I sat there thinking those melancholy kinds of thoughts for a long while.

“Someone was barbecuing, and the scent of charcoal burning filled the air. Curiosity struck: could it be the Rubensteins behind those grill sizzles, or perhaps the Tolers? Were they preparing burgers or maybe sizzling up some delicious steaks? As I inhaled the enticing aroma, my stomach growled in response.”

When I stumbled into the kitchen, there was nothing to eat. Just Conrad’s beer. Taylor told me once that beer was just like bread, all carbohydrates. I figured that even though I hated the taste of it, I might as well drink it if it’d fill me up.

So I took one and walked back outside with it. I sat back down on my deck chair and popped the top off the can. It snapped very satisfyingly. It was strange to be in this house alone. Not a bad feeling, just a different one. I’d been coming to this house my whole life and I could count on one hand the number of times I’d been alone in it. I felt older now. I suppose I was, but I guess I didn’t remember feeling old last summer.

When I took a drink of my beer, I was relieved that Jeremiah and Conrad weren’t there since I knew they would be critical of me for making a bad expression.

The moment I heard someone clearing their throat, I grabbed another drink. I glanced up and almost choked.I glanced up and almost choked. It was Mr. Fisher.

“Hello, Bel y,” he said. He was wearing a suit like he’d come straight from work, which he probably had, even though it was a Saturday. And somehow his suit wasn’t even rumpled, even after a long drive.

“Hi, Mr. Fisher,” I said, and my voice came out all nervous and shaky.

My first thought was, We should have just forced Conrad into the car and made him go back to school and take his stupid tests. Giving him time was a huge mistake.
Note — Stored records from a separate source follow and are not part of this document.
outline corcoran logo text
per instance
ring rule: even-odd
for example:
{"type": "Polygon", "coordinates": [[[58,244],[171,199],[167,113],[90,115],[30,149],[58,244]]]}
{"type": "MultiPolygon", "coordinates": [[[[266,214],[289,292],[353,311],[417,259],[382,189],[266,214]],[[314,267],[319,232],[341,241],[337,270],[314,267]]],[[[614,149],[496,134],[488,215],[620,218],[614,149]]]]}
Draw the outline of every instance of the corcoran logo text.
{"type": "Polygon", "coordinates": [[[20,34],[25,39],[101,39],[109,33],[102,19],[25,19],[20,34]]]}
I could see that now. I should have pushed Jeremiah into pushing Conrad.

Mr. Fisher raised an eyebrow at my beer and I realized I was still holding it, my fingers laced around it so tight they were numb. I set the beer on the ground, and my hair fell in my face, for which I was glad. It was a moment to hide, to figure out what to say next.

I did what I always did—I deferred to the boys. “Um, so, Conrad and Jeremiah aren’t here right now.” My mind was racing. They would be back any minute.
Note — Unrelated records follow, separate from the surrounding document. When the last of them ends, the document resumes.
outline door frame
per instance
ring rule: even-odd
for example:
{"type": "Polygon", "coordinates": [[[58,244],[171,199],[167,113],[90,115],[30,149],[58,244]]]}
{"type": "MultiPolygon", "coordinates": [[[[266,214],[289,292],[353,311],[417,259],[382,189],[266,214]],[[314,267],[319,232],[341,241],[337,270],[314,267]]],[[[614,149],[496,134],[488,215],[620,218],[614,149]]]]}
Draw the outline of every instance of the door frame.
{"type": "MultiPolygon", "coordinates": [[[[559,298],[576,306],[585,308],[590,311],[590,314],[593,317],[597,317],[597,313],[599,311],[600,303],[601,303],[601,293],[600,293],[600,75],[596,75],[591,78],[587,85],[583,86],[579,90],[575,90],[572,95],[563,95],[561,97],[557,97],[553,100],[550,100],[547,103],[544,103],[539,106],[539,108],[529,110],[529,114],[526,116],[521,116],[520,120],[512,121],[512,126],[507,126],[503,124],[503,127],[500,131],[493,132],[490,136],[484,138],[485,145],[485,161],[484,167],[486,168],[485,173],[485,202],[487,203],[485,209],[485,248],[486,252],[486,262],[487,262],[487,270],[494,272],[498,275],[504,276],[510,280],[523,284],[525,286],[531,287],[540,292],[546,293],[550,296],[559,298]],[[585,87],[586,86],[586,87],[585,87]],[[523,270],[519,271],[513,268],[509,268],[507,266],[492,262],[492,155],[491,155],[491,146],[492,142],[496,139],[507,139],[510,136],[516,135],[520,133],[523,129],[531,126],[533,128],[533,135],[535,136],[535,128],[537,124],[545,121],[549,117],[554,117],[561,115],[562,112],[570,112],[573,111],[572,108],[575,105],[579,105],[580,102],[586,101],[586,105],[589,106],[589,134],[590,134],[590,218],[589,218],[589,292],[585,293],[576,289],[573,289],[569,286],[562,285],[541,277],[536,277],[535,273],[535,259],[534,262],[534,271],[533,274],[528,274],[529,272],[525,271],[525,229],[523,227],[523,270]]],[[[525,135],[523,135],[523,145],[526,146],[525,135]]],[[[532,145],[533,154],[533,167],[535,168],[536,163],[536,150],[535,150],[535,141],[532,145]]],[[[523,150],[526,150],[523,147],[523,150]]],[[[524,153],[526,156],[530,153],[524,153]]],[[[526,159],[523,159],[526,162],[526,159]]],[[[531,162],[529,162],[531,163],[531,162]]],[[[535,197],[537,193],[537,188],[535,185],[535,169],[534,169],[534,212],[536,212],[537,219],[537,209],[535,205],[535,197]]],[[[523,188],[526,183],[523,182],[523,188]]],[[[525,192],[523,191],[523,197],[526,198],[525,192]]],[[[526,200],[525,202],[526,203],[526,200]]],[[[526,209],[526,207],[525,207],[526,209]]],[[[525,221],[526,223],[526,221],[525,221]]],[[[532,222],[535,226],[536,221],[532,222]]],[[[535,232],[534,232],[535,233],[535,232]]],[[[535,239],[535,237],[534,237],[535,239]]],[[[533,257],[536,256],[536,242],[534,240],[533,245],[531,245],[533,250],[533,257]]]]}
Mr. Fisher didn’t say anything, he just nodded and rubbed the back of his neck. Then he walked up the porch steps and sat in the chair next to mine. He picked up my beer and took a long drink. “How’s Conrad?” he asked, setting the beer on his armrest.

“He’s good,” I said right away. And then I felt foolish because he wasn’t good at all. His mother had just died. He’d run away from school. How could he be good? How could any of us? But I guess, in a sense, he was good because he had purpose again. He had a reason. To live. He had a goal; he had an enemy. Those were good incentives. Even if the enemy was his father.

“I don’t know what that kid is thinking,” Mr. Fisher said, shaking his head.

What could I say to that? I never knew what Conrad was thinking. I was sure not many people did. Even still, I felt defensive of him. Protective.

Mr. Fisher and I sat in silence. Not companionable, easy silence, but stiff and awful. He never had anything to say to me, and I never knew what to say to him.

Finally, he cleared his throat and said, “How’s school?”

“It’s over,” I said, chewing on my bottom lip and feeling twelve. “Just finished.

I’ll be a senior this fall .”

“Do you know where you want to go to college?”

“Not really.” The wrong answer, I knew, because college was one thing Mr. Fisher was interested in talking about. The right kind of college, I mean.

And then we were silent again.

This was also familiar. That feeling of dread, of impending doom. The feeling that I was In Trouble. That we all were.